There are also homophobic and racist attacks to consider - black men, gay men and transwomen are far more likely to be attacked than their female counterparts. A big story that appeared in all the papers a while back was of a pair of lesbians being attacked on the tube but it was a big story precisely because it's so rare. Women simply aren't attacked by strangers in public places anything like as often as men are. The violent crime stats for women are almost entirely about domestic and sexual violence in private places, by someone they know.

Finally, men tend to have weaker immune systems than women, so when they were talking about groups that were more likely to die of Covid, they mentioned certain ethnic groups but ignored the fact that men are more likely to die than women. Women being more likely to get long Covid though (because they have stronger immune systems) has been portrayed as yet another way women are disadvantaged. I have long covid as it happens and it's a pain, but I'd rather that than death.

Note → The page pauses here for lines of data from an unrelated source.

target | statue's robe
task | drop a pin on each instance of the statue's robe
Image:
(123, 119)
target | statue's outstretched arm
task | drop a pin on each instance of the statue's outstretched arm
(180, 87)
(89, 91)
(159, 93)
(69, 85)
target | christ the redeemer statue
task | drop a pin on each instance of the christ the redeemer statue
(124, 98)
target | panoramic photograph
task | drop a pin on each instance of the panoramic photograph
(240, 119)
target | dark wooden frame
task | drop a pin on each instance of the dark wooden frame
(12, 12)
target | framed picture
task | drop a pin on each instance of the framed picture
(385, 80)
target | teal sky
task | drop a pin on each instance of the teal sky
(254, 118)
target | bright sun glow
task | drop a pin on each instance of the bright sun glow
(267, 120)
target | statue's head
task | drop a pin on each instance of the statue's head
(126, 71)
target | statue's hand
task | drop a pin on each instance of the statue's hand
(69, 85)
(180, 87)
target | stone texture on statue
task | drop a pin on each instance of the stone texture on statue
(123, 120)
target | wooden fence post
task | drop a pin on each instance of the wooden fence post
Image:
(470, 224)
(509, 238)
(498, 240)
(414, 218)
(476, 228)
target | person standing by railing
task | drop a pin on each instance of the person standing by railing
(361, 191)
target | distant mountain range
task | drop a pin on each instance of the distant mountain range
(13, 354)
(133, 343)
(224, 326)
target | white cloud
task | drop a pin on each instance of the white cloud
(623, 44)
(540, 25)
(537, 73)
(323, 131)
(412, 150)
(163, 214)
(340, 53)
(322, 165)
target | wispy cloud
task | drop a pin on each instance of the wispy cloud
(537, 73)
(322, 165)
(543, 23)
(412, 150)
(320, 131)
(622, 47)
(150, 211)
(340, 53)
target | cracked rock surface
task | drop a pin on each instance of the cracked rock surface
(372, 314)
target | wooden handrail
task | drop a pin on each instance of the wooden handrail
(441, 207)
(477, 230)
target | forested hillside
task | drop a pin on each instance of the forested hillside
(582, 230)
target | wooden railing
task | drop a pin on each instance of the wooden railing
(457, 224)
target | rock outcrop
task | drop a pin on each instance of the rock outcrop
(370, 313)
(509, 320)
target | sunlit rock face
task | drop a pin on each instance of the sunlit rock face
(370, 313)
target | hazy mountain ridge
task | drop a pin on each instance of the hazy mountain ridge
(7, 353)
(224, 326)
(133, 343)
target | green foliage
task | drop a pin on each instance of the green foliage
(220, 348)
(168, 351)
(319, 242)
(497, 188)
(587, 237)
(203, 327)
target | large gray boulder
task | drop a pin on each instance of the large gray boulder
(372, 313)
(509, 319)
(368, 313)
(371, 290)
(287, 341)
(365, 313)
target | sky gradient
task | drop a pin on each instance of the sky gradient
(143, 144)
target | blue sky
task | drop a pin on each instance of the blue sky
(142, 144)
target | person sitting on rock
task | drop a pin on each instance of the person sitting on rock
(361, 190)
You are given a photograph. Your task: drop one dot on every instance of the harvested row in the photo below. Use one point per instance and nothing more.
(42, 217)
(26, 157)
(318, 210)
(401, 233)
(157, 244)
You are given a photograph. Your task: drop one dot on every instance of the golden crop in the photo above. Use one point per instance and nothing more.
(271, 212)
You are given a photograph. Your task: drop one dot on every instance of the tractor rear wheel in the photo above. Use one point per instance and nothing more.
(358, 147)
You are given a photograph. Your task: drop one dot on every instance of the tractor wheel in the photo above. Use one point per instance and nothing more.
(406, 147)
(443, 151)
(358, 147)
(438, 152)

None of this means I'm against women's rights, or that I think women are oppressing men, or even that men are overall worse off than women. Sometimes it seems people believe that conceding that men suffer in any way at all somehow implies that women don't. Maybe they think it devalues women's suffering - because men's suffering doesn't really matter that means women's suffering doesn't either. We all know the myriad ways women suffer in this world. Feminism has done an incredibly good job of alerting us to the many ways women are oppressed. We’ve been steeped in women's grievances since we were teenagers, and I don't really feel I should have to repeat all that here. There's an immense literature about how women's lives fall short and I don't feel the need to add to it, so I'm taking it as read. Nobody doubts women have had a bad time of it in all sorts of ways. This series of essays is written to tackle the assumption that men don't suffer in any significant way. My point is not that women don’t suffer, but that we all suffer, and almost all of us are powerless to change things. We are all oppressed by the way the world is set up. As always what I'm saying is that we're all in trouble and we should be getting together to change this - not bickering over who is more oppressed.